RCAP Solutions’ experience has shown that developed, small-sized systems (<3300 connections), have a wide-range of documenting capital improvements.  Typically a written sheet is developed showing a list of improvements including costs and is used to plan proposed upgrades.  This “mental list” is generated and updated when events arise that call for a new suggestion or thought but does not contain a comprehensive look at the entire system and financial health.  It is not holistic which is required to assure the system is operated in a long term and responsible manner.

More often is the case that only when equipment fails are capital improvement projects created to address the urgency rather than a planned approach.  Commonly, an engineering firm scopes out this “reactionary” project through the required preliminary engineering report (PER).  The engineering firm usually has a working relationship with the system and retains the “technical knowledge” but the firm does not usually conduct streaming-asset-performance analysis.  In today’s sustainability world, in order for the system to remain solvent and meet regulatory requirements, they must have the tools to document predicted equipment failure, replacement cost estimates and impacts to consumer rates.  Regular system maintenance and observations are necessary for this streaming performance analysis, replacement prediction and financial planning.

The free EPA CUPSS program (www.epa.gov/cupss) affords systems a one-stop shop to document inventory attributes, critical maintenance tasks, revenue/expense finances, mission statements, level of services, system service details along with history and report outputs for analysis.  Supported nationwide, it can become the common, simple routine for all systems to report in standard format.  This standard reporting can lead to building local and regional expertise in a “utility-helping-utility” network, generate detailed grass-roots funding gaps and impress our congressional leaders of their constituents’ needs.

Commonly, operators/superintendents have an ease using CUPSS’ import template; an Excel spreadsheet.  The user can easily copy/paste data from existing records and GIS tables.
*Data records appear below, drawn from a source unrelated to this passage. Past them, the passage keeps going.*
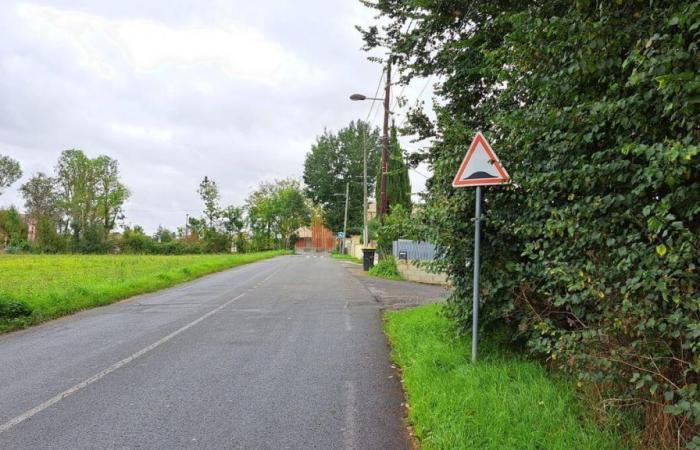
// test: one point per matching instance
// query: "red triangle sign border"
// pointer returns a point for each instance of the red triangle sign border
(503, 178)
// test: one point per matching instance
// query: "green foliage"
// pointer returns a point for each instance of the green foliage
(336, 159)
(52, 286)
(13, 310)
(91, 198)
(209, 192)
(386, 268)
(398, 184)
(503, 402)
(12, 228)
(399, 224)
(592, 252)
(277, 208)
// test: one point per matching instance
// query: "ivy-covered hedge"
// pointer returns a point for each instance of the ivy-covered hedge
(591, 254)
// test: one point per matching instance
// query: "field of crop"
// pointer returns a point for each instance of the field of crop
(502, 402)
(36, 288)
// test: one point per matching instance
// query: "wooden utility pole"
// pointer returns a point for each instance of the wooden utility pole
(385, 145)
(345, 221)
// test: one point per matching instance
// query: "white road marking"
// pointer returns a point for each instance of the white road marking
(68, 392)
(350, 430)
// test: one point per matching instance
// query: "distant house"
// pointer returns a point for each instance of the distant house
(315, 238)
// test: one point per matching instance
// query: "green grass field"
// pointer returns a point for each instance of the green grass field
(502, 402)
(56, 285)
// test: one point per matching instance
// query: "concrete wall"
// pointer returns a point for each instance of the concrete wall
(411, 272)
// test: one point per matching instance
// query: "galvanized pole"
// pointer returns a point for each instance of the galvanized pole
(475, 263)
(365, 232)
(345, 222)
(383, 203)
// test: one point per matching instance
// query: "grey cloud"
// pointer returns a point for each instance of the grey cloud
(171, 124)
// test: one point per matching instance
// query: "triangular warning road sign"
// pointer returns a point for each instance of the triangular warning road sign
(481, 166)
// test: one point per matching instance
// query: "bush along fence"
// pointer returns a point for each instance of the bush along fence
(591, 255)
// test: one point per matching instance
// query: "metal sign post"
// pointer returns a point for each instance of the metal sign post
(476, 264)
(480, 167)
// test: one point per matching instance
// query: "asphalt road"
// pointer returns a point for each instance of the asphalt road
(285, 353)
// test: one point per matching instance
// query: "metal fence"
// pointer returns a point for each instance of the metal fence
(414, 250)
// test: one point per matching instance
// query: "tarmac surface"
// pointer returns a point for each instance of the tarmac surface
(284, 353)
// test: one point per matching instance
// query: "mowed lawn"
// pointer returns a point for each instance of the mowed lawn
(502, 402)
(56, 285)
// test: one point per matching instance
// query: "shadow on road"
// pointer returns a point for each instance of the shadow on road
(397, 294)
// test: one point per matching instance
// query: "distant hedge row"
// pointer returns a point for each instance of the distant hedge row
(592, 254)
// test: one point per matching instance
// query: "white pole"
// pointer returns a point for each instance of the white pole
(475, 262)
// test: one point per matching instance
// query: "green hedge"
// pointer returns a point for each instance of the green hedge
(591, 255)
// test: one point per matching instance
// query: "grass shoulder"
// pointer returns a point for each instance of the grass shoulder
(502, 402)
(37, 288)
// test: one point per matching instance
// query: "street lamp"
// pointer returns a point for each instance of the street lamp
(383, 204)
(345, 220)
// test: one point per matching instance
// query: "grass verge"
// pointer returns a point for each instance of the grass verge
(345, 257)
(386, 268)
(502, 402)
(50, 286)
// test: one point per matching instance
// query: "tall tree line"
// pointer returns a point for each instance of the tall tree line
(335, 159)
(593, 108)
(78, 206)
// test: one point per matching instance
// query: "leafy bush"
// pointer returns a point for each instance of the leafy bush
(591, 255)
(12, 309)
(386, 268)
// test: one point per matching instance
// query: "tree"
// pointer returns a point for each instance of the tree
(9, 172)
(592, 106)
(163, 235)
(42, 204)
(398, 184)
(275, 208)
(91, 196)
(41, 196)
(334, 160)
(209, 192)
(111, 193)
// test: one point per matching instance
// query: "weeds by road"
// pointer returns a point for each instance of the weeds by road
(36, 288)
(502, 402)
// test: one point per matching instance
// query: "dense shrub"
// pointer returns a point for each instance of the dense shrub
(10, 309)
(591, 255)
(386, 268)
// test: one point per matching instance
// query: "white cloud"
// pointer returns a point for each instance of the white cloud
(241, 52)
(176, 90)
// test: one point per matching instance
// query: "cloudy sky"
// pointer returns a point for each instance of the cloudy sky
(179, 89)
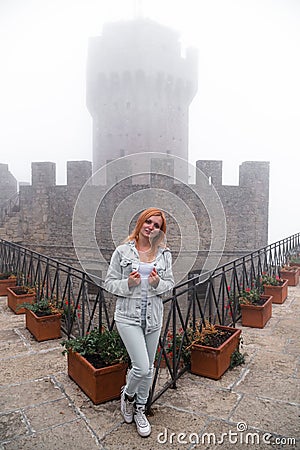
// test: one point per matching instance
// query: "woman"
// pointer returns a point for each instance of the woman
(140, 272)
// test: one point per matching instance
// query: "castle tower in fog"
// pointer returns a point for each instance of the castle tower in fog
(139, 89)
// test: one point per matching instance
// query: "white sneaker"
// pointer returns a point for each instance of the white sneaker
(142, 425)
(127, 407)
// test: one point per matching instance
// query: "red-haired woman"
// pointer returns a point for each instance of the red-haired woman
(140, 272)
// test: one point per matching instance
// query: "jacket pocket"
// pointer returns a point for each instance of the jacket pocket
(126, 267)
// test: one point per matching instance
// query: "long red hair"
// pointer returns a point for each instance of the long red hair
(141, 220)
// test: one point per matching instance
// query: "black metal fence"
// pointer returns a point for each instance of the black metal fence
(211, 298)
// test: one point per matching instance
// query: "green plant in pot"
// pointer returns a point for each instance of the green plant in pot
(97, 362)
(43, 318)
(43, 307)
(256, 308)
(274, 286)
(251, 297)
(102, 349)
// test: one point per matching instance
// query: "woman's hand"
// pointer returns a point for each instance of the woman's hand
(134, 279)
(153, 278)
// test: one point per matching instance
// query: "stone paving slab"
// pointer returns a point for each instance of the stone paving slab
(42, 408)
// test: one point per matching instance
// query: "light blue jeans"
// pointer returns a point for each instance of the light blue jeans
(141, 349)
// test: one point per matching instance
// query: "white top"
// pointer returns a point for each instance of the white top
(144, 270)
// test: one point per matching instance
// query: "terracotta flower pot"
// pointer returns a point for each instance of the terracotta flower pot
(100, 385)
(4, 284)
(257, 315)
(213, 362)
(279, 293)
(291, 275)
(14, 300)
(45, 327)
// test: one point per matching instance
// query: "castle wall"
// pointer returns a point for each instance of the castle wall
(8, 184)
(44, 222)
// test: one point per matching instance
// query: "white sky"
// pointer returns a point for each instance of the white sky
(248, 101)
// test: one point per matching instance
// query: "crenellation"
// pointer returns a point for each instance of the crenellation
(8, 184)
(78, 173)
(43, 174)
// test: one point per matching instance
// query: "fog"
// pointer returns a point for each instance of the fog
(246, 108)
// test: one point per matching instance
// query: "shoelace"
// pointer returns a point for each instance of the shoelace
(128, 406)
(141, 418)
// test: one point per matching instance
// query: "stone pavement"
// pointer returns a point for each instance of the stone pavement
(41, 408)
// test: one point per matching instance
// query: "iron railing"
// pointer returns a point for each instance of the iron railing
(211, 297)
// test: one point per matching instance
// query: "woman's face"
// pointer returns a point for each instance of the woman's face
(151, 226)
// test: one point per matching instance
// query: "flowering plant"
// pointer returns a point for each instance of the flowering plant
(169, 345)
(7, 276)
(289, 268)
(43, 307)
(105, 345)
(266, 279)
(249, 296)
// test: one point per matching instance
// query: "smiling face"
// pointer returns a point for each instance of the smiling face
(151, 227)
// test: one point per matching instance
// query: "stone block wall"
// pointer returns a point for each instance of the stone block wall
(44, 222)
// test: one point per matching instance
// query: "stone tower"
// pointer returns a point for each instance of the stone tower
(139, 88)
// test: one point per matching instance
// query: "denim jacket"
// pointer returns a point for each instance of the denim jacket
(124, 260)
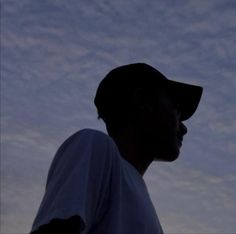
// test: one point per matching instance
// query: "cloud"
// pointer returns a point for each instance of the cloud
(55, 53)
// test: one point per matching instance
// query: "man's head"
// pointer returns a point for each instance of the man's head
(140, 97)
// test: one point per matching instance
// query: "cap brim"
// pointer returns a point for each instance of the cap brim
(188, 97)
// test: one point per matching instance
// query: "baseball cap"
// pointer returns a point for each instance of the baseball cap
(116, 89)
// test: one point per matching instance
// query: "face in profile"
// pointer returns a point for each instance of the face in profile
(163, 130)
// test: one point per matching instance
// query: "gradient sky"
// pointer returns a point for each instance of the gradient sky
(53, 55)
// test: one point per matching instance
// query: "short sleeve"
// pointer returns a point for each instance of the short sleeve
(78, 180)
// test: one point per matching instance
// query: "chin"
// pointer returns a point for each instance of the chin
(168, 156)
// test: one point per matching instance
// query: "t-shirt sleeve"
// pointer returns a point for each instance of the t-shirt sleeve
(78, 180)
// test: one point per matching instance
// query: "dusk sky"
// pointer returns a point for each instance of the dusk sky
(54, 53)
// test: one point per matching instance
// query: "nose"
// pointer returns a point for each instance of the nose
(183, 129)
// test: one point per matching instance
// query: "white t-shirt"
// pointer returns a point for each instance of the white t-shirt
(89, 178)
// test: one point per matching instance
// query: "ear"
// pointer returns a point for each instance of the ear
(141, 101)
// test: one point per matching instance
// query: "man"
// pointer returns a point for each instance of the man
(95, 182)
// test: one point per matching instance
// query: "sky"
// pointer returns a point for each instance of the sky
(54, 53)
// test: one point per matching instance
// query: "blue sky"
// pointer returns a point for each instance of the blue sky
(53, 55)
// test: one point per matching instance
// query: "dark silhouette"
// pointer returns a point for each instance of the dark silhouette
(95, 182)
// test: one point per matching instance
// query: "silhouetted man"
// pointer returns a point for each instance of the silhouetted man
(95, 182)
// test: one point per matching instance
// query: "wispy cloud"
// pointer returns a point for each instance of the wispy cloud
(55, 53)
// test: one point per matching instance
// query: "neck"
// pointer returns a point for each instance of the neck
(131, 150)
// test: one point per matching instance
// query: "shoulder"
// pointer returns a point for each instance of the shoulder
(90, 142)
(90, 137)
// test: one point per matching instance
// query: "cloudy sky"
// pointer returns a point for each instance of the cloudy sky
(53, 55)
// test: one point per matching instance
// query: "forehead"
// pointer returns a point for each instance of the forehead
(166, 99)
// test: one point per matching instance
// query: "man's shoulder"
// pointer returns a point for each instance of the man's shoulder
(91, 138)
(89, 134)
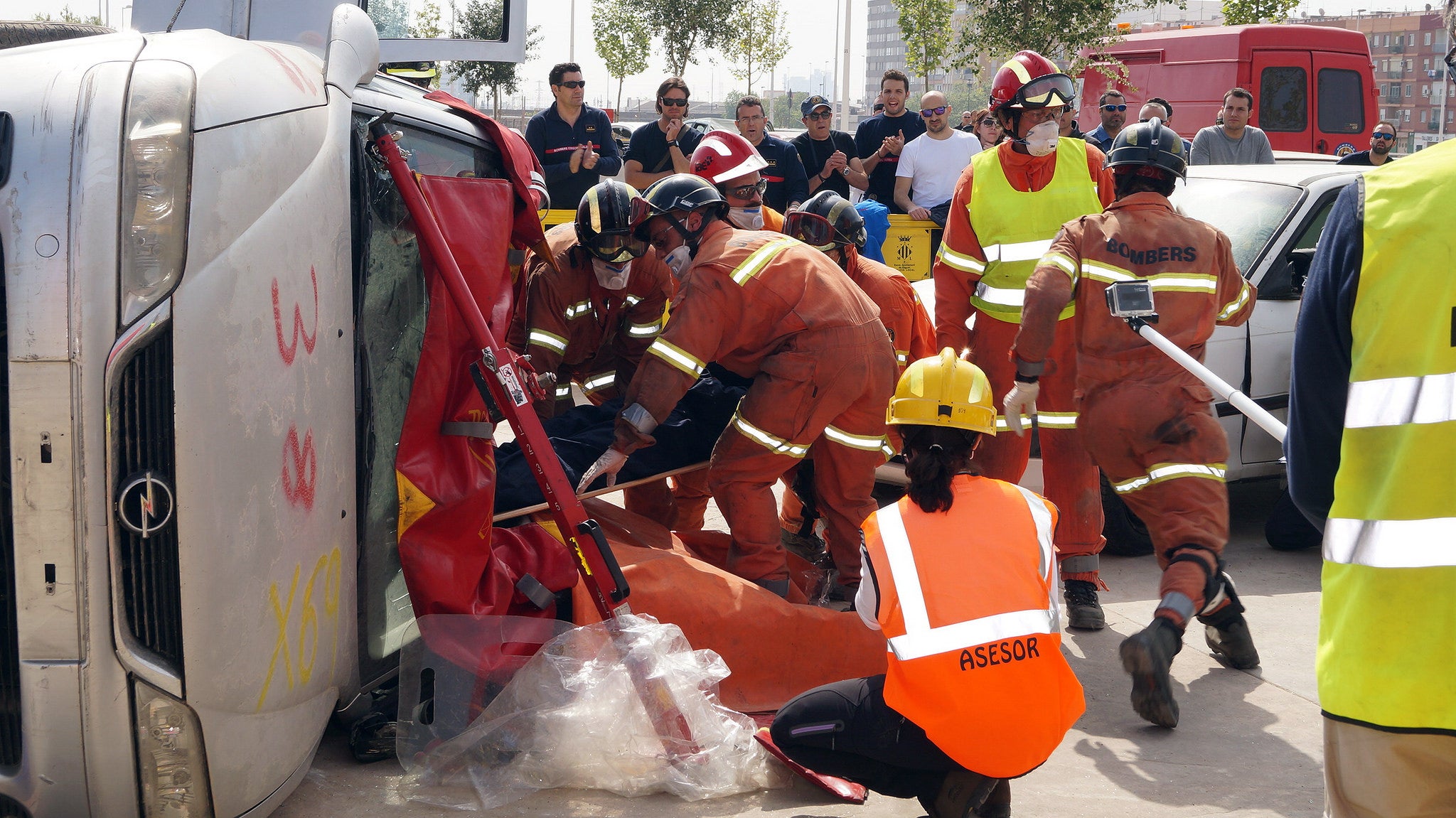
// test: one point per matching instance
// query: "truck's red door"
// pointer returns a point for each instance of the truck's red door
(1282, 98)
(1343, 101)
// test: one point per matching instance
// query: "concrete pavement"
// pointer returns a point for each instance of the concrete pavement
(1248, 743)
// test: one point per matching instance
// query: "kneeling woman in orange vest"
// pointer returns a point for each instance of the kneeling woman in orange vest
(963, 581)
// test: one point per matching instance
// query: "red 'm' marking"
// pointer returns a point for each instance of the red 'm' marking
(289, 351)
(300, 468)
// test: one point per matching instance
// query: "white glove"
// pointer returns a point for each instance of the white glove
(609, 465)
(1021, 401)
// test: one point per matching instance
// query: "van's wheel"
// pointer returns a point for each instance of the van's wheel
(29, 33)
(1126, 534)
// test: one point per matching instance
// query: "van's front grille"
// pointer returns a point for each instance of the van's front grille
(9, 629)
(144, 448)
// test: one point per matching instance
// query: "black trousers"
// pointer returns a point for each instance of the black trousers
(846, 730)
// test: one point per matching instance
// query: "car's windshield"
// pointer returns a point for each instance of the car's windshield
(1247, 211)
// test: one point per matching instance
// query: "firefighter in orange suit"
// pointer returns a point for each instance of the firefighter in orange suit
(775, 311)
(963, 581)
(1145, 419)
(1007, 207)
(829, 223)
(590, 316)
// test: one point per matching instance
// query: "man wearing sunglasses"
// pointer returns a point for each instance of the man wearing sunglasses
(828, 155)
(661, 149)
(1113, 107)
(1381, 143)
(1008, 207)
(775, 311)
(572, 140)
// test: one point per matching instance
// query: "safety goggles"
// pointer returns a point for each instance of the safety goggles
(811, 229)
(747, 191)
(1044, 92)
Conversely, the unique CUPSS output data can join by digitally-indexing to existing record columns and GIS tables. This flexibility allows data capture and enhancement without being repetitive. Technical assistance can be smoothly facilitated by the email exchange of the spreadsheet(s) and phone discussions prior to a site visit for report-output analysis.

Upon completion of the inventory component of the software, CUPSS generates a repair/replacement (R&R) cost schedule.  Here costs for items can be grouped by decade or by logical project task(s).  This report is perhaps the most important and critical step in reaching effective utility management.  This report allows for initial priority and emphasis of improvements along with the cost of those upgrades or maintenance activities.  This R&R cost schedule allows this critical information to be shared in a concise and organized manner with decision makers overseeing the system.

Another aspect of this program and process is that attention may be given to the maintenance budget within CUPSS. By documenting schedule and non-scheduled maintenance costs of critical equipment, a system can understand the funds needed to extend useful life expectancies.  This can reduce budget impacts of capital needed for replacement budgets.

With or without the use of CUPPS it is important to note that systems must provide proper managerial and technical expertise to insure public health.  True sustainability can be approached with the inclusion of an operations and maintenance budget. The creation of and funding in four major reserve accounts is paramount:

  1. Debt Service: 100% funded
  2. Emergency O&M: capped at ~25% of your operations budget
  3. Short-term Assets: All assets <15 year lifespan should be expensed
  4. Long-term Assets: Capital budget schedule and x% of value should be set aside annually

It is the long-term Asset reserve that is financially critical.  As governmental subsidies decline, it is increasingly becoming apparent that utilities must develop a holistic business plan approach which focuses on asset management in order to operate the system in a sustainable manner.